Наутро Эдин, получив в своё распоряжение двадцать пар свежих рук из числа воинов, оказавшихся, к его мрачному удивлению, неплохими плотниками (наёмничья жизнь учит строить лагеря быстро и крепко), взялся за дело с таким рвением, что к обеду двор напоминал пчелиный улей. Он расхаживал по территории за воротами, вбивая в землю колышки и натягивая между ними верёвки, размечая фундаменты будущих домов, и бормотал себе под нос расчёты, водя пальцем в воздухе, а когда кто-нибудь из новичков вбивал колышек не туда, просипевшим от крика голосом выдавал такую тираду, что вороны снимались с деревьев и улетали на безопасное расстояние.

— Здесь будет улица, — объяснял он мне, ткнув палкой в размеченную линию, когда я вышла посмотреть на работу. — От ворот к реке, прямая, широкая, чтобы телега проехала. По обе стороны дома, каменные до пояса, выше дерево, крыши соломенные, пока нет черепицы. Каждый дом на семью, с очагом, с хлевом пристроенным, чтобы скотина не мёрзла. К весне поставим двадцать, если лес будет.

— Лес будет, — пообещала я.

— И камень?

— И камень.

— И железо на скобы?

— Эдин.

— Что?

— Будет тебе железо. Всё будет. Строй.

Он хмыкнул, оценивающе покосившись на меня, как косятся на заказчика, который обещает много и которому пока веришь, но проверишь, и вернулся к своим колышкам, отгоняя палкой Шона, который совался с советами и мешал.

Вечером, сидя в покоях над картой, испещрённой новыми пометками, обозначавшими наделы, будущие дома, поля и пастбища, я отложила перо и посмотрела на Коннола. Он полулежал на кровати, привалившись к стене, с кружкой горячего отвара в здоровой руке, и повязка на плече была свежей, чистой, наложенной Брианой час назад с причитаниями о том, что раненые должны лежать, а не расхаживать по двору и раздавать обещания. Лицо его, всё ещё бледное и осунувшееся, потеряло ту мертвенную серость, которая пугала меня последние дни, и в серых глазах, хотя и усталых, снова теплилось что-то живое.

— Двести сорок человек, — пробормотала я, откидываясь на спинку стула. — Двести сорок семей, которые приедут весной. Дети, жёны, старики. Их нужно кормить, одевать, лечить. Строить дома, распахивать поля, чинить дороги. Мельница Кормака и Фергала должна заработать до посева, иначе не успеем перемолоть зерно.

— Справимся, — сказал Коннол, отпивая из кружки.

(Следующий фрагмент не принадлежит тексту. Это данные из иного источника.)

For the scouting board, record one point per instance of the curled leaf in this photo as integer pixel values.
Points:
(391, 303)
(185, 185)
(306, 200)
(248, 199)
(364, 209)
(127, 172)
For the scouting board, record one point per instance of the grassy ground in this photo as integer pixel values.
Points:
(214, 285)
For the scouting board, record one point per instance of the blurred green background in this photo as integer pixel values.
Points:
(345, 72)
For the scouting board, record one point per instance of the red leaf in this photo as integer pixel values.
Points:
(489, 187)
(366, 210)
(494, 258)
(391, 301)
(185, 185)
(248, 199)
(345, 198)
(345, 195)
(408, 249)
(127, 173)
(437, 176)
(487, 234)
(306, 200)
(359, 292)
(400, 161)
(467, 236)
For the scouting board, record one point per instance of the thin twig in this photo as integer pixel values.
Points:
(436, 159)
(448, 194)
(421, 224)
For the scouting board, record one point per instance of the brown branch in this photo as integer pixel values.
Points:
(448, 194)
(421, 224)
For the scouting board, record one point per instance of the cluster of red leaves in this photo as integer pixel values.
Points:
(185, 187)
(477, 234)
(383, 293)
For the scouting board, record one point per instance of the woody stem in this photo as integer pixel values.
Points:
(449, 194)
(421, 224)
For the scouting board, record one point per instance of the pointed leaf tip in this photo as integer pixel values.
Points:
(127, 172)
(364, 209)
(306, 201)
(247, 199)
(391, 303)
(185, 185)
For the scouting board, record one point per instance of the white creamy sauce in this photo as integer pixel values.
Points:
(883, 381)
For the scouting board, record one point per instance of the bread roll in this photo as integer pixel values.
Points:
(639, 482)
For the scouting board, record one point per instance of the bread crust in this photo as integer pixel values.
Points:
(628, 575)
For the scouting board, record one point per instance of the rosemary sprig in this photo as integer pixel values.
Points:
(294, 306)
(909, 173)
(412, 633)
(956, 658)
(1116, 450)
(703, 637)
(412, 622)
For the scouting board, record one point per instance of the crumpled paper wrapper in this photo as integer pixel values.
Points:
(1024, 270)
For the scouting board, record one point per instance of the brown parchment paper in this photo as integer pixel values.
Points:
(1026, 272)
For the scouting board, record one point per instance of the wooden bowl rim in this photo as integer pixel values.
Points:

— Ты это говоришь каждый раз.

— И каждый раз оказываюсь прав.

Я фыркнула, но возразить было нечего, потому что он действительно оказывался прав: каждый раз, когда мне казалось, что мы тонем, откуда-то находились руки, плечи, головы, которые вытаскивали нас на поверхность, и каждый раз этими руками оказывались руки людей, которым мы дали причину держаться.

— Знаешь, о чём я думаю? — произнёс он, глядя в потолок.

— О чём?

— О том, что мой отец посадил дуб у ворот и сказал, что к моей свадьбе дерево вырастет таким большим, что в его тени поместится весь пир. Дуб ещё молодой. Крона тянется вверх, а не вширь. Но к следующей осени, думаю, под ним уже можно будет поставить стол.

Я посмотрела на него, и между нами, в тёплом свете свечи, над картой, исчерченной линиями будущих дорог и домов, повисло то молчание, которое за эти месяцы стало нашим языком: молчание, в котором было всё, что мы знали друг о друге, и всё, чего ещё не знали, и обещание узнать.

— Стол поставим, — сказала я. — Но готовит Бриджит. Я к котлам больше не подхожу.

Коннол рассмеялся, морщась от боли в плече, я рассмеялась в ответ, и наш смех, негромкий, усталый, был похож на первые капли дождя после долгой засухи: мало ещё, но земля уже впитывает, и корни уже тянутся навстречу.